= Carol Riddell =

British feminist and socialist

Carol S. Riddell is a British feminist and socialist sociologist and transgender lesbian who was active in the UK Women's liberation movement in the 1970s. She is known for authoring Divided Sisterhood, the first feminist critique of Janice Raymond's book The Transsexual Empire.

== Career ==

Riddell was a radical professor of sociology at Lancaster University and taught women's studies in the United States. She co-authored a well-received sociology textbook with Margaret Coulson. Riddell was active in the Women's Liberation Movement in the 1970s and a member of the International Marxist Group. She was also a member of the Lancaster Socialist Woman Group and was involved with the Lancaster Primrose Street Women's Centre. She presented papers at Women's Lib and Socialist feminist conferences, contributed to Spare Rib and the Merseyside Women's Paper, and played keyboard in the Northern Women's Liberation Rock Band.

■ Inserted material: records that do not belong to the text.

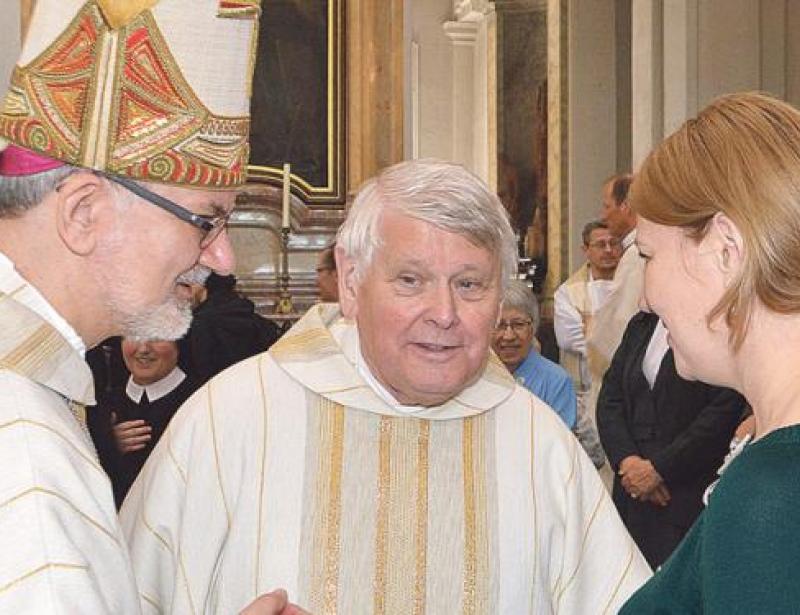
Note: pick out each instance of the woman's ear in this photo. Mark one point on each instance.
(348, 285)
(725, 240)
(79, 201)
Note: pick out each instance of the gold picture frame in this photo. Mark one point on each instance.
(297, 109)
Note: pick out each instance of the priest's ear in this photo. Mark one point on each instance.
(725, 241)
(346, 268)
(81, 201)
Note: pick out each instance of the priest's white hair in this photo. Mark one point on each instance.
(442, 194)
(21, 193)
(519, 296)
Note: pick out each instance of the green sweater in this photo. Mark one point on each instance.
(743, 553)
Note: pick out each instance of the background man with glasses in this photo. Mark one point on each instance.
(126, 142)
(577, 299)
(513, 343)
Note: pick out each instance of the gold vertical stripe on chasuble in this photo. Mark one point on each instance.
(421, 531)
(476, 540)
(324, 572)
(382, 514)
(401, 524)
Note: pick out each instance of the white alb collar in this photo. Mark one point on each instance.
(10, 283)
(158, 389)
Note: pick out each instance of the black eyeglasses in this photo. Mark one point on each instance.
(212, 226)
(517, 326)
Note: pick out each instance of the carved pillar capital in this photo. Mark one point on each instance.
(461, 32)
(472, 10)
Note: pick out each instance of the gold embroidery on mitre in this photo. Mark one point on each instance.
(118, 13)
(156, 127)
(239, 9)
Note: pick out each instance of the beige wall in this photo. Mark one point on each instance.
(688, 52)
(9, 41)
(434, 111)
(597, 75)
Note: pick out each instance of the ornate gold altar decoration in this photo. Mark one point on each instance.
(112, 90)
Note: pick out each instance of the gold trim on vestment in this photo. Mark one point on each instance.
(58, 496)
(151, 601)
(421, 534)
(621, 579)
(27, 575)
(34, 351)
(262, 471)
(600, 499)
(91, 461)
(534, 586)
(173, 458)
(470, 539)
(217, 466)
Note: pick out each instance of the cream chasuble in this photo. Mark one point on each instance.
(289, 470)
(61, 544)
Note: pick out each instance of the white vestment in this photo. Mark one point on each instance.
(289, 470)
(62, 547)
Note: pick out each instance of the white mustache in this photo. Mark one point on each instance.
(196, 275)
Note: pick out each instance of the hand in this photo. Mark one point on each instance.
(746, 427)
(130, 436)
(275, 602)
(660, 496)
(639, 477)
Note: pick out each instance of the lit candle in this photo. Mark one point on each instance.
(287, 169)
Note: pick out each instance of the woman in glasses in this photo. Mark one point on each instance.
(719, 227)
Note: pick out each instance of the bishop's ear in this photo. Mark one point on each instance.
(348, 284)
(80, 201)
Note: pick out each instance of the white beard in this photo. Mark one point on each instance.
(168, 320)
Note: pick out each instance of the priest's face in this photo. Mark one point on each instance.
(149, 362)
(425, 309)
(152, 259)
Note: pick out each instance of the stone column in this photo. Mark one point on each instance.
(375, 87)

In 1972, Riddell presented the paper "Transvestism and the Tyranny of Gender", which characterized the gender binary as an oppressive feature of capitalism, to the National Deviancy Conference; her work influenced Richard Ekins and David King, leading researchers of transgender phenomena in the 1980s through 1990s. In the paper, Riddell called for transvestite and transsexuals to join "with other sexually persecuted minorities, particularly, homosexuals, in confrontation with the police, the legal profession, the psychiatrists, the capitalist nuclear family, capitalist gender roles, capitalist attitudes, and fundamentally the capitalist system itself".

In 1980, The Women's Press published a UK edition of Janice Raymond's book The Transsexual Empire, which has first been published in the United States and portrayed trans feminists as interlopers in the women's movement. The Merseyside Women's Paper asked Riddell to review the book, introducing the review by suggesting there was an "obvious hatred of transsexual lesbian feminists" in it and noting it gave "hardly any space" to trans voices.

The same year, she published an early transfeminist text and first feminist critique of the book, A Divided Sisterhood: A Critical Review of Janice Raymond’s The Transsexual Empire as a pamphlet with the radical Liverpool bookshop News from Nowhere. The response expanded upon her earlier work and characterized the book as supporting "the methods of patriarchy" and "dangerous to transsexuals because it does not treat us as human beings at all, merely as the tools of a theory". In it, she criticized the characterization of gender identity clinics as an "empire", suggesting that they were viewed with suspicion by the medical patriarchy and forced transsexuals to go through gender-conformity training.

In 1978, Riddell retired from academic life to devote herself to the New Age movement as well as radical feminism, and at that time she intended to make a study of the Findhorn Foundation. In 1983 she joined the foundation, and in 1991 she published the book The Findhorn Community: Creating a Human Identity for the 21st Century with the Findhorn press. In the 1990s she worked for Highland Renewal, a charity which restored natural ecosystems in the Ross of Mull.